Advanced membership and role provider using unique identifier primary keys.

SQL:

create table Users (
    UserID uniqueidentifier not null default newid() primary key,
    UserName nvarchar(128) not null,
    Password nvarchar(128) not null,
    Email nvarchar(128),
    Comment ntext,
    PasswordQuestion nvarchar(256),
    PasswordAnswer nvarchar(128),
    IsApproved bit not null,
    LastActivityDate datetime not null,
    LastLoginDate datetime not null,
    LastPasswordChangedDate datetime not null,
    CreationDate datetime not null,
    IsLockedOut bit not null,
    LastLockedOutDate datetime not null,
    FailedPasswordAttemptCount int not null,
    FailedPasswordAttemptWindowStart datetime not null,
    FailedPasswordAnswerAttemptCount int not null,
    FailedPasswordAnswerAttemptWindowStart datetime not null
)
go

create table Roles (
   RoleID uniqueidentifier not null default newid() primary key,
   RoleName nvarchar(50)
)
go

create table UserRoles (
    UserID uniqueidentifier not null,
    RoleID uniqueidentifier not null,
    primary key(UserID, RoleID)
)
go

alter table UserRoles with check add constraint FK_UserRoles_Roles 
foreign key (RoleID) references Roles (RoleID)

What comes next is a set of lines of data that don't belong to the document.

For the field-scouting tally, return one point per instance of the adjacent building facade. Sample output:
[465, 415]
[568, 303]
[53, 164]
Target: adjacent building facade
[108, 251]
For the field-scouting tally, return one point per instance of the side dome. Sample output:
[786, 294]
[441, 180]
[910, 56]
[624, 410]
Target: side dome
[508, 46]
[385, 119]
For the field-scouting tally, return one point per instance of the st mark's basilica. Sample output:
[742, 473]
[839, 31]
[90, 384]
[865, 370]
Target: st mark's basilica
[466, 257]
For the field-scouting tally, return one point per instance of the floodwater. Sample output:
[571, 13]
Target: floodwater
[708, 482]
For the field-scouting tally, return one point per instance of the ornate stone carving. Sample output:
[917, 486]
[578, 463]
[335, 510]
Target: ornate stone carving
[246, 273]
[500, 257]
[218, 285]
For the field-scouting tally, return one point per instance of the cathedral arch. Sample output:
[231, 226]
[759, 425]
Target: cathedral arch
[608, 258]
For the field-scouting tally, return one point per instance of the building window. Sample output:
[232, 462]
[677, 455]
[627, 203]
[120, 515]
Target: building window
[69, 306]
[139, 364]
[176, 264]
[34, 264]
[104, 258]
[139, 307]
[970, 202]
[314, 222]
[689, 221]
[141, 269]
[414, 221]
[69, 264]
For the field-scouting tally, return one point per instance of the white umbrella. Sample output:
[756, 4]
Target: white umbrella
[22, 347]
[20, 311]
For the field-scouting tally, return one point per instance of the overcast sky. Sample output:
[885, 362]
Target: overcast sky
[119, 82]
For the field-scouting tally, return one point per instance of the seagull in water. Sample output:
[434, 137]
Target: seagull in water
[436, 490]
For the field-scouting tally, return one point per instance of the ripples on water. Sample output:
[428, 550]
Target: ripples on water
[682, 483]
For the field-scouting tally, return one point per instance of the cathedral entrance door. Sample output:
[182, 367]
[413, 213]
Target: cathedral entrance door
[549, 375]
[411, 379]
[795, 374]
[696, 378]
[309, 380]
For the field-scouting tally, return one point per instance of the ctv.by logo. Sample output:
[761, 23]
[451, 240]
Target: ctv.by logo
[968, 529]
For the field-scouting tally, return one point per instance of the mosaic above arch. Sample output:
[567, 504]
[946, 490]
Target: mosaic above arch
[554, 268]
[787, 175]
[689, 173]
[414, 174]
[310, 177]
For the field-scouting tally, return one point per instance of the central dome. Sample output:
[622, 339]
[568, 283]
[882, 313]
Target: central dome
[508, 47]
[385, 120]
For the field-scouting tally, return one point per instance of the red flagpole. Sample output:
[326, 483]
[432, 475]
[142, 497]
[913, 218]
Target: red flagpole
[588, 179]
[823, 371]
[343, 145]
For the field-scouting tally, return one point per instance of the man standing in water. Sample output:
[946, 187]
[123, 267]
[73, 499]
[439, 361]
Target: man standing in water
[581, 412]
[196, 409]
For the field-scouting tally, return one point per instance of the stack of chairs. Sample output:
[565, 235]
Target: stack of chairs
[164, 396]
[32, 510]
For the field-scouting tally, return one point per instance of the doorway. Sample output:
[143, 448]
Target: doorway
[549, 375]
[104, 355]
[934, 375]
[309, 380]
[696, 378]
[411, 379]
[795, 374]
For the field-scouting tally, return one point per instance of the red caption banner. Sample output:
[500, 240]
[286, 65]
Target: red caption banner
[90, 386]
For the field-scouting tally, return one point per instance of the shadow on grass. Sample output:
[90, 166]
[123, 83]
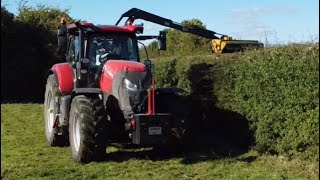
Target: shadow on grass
[214, 133]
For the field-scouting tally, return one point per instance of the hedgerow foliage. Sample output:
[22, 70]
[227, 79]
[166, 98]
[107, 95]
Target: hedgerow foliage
[28, 50]
[277, 90]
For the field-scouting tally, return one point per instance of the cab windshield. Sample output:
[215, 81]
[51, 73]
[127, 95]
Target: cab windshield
[111, 46]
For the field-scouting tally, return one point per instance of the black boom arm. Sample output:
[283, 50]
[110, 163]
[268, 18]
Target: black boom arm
[135, 13]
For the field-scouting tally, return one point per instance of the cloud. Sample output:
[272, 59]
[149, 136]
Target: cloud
[251, 15]
[256, 11]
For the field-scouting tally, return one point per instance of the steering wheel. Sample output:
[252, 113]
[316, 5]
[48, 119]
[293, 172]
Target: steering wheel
[104, 57]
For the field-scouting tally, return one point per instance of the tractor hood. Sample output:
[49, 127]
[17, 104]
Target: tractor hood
[127, 81]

alter table UserRoles with check add constraint FK_UserRoles_Users 
foreign key (UserID) references Users (UserID)

Configuration

Use one of the scripts above to create the membership and role provider tables in your database.

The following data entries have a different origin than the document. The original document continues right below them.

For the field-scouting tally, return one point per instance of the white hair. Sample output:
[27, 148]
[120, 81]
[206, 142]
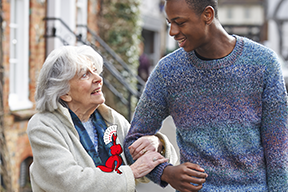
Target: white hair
[59, 68]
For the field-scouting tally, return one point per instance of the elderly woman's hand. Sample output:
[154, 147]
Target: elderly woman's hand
[146, 163]
[143, 145]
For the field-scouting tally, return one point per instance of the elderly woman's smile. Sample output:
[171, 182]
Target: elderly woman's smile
[85, 93]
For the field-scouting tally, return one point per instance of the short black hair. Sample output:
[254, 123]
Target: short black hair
[199, 5]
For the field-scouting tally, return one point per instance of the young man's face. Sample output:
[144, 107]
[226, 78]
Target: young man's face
[188, 29]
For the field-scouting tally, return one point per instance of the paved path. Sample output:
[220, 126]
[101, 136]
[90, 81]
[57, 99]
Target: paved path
[168, 128]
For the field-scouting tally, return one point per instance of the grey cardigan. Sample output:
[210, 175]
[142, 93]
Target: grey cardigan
[60, 163]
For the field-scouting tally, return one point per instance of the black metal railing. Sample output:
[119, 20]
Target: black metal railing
[119, 79]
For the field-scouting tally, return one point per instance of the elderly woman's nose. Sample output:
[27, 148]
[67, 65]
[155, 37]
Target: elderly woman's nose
[97, 78]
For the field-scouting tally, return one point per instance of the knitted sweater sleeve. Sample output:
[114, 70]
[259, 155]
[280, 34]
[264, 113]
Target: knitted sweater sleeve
[274, 127]
[150, 112]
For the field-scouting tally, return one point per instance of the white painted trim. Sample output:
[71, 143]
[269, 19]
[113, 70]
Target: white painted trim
[19, 73]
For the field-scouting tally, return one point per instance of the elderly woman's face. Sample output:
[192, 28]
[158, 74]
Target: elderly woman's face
[85, 89]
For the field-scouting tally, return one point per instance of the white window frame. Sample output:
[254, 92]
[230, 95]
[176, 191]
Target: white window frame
[19, 56]
[82, 9]
[65, 10]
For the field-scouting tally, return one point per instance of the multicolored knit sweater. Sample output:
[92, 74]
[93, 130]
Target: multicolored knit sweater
[230, 113]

Start Code On Time web application generator, select the project name on the start page, and choose Settings. Select Authentication and Membership.

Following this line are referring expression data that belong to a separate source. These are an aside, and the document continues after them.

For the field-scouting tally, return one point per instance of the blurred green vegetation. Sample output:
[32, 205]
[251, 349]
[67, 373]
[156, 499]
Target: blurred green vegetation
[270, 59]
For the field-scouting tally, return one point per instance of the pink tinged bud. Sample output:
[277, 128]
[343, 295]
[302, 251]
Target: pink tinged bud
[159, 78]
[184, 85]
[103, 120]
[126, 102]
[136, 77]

Select “Enable custom membership and role providers” option and enter the following configuration settings.

table Users = Users
column [int|uiid] UserID = UserID
column [text] UserName = UserName
column [text] Password = Password
column [text] Email = Email
column [text] Comment = Comment
column [text] PasswordQuestion = PasswordQuestion
column [text] PasswordAnswer = PasswordAnswer
column [bool] IsApproved = IsApproved
column [date] LastActivityDate = LastActivityDate
column [date] LastLoginDate = LastLoginDate
column [date] LastPasswordChangedDate = LastPasswordChangedDate
column [date] CreationDate = CreationDate
column [bool] IsLockedOut = IsLockedOut
column [date] LastLockedOutDate = LastLockedOutDate
column [int]  FailedPasswordAttemptCount = FailedPasswordAttemptCount
column [date] FailedPasswordAttemptWindowStart = FailedPasswordAttemptWindowStart
column [int]  FailedPasswordAnswerAttemptCount = FailedPasswordAnswerAttemptCount
column [date] FailedPasswordAnswerAttemptWindowStart = FailedPasswordAnswerAttemptWindowStart

table Roles = Roles
column [int|uiid] RoleID = RoleID
column [text] RoleName = RoleName

table UserRoles = UserRoles
column [int|uiid] UserID = UserID
column [int|uiid] RoleID =  RoleID

The configuration will guide the code generator in mapping the logical tables Users, Roles, and UserRoles to the physical tables in the database.

Generate the project to create the custom membership and role provider.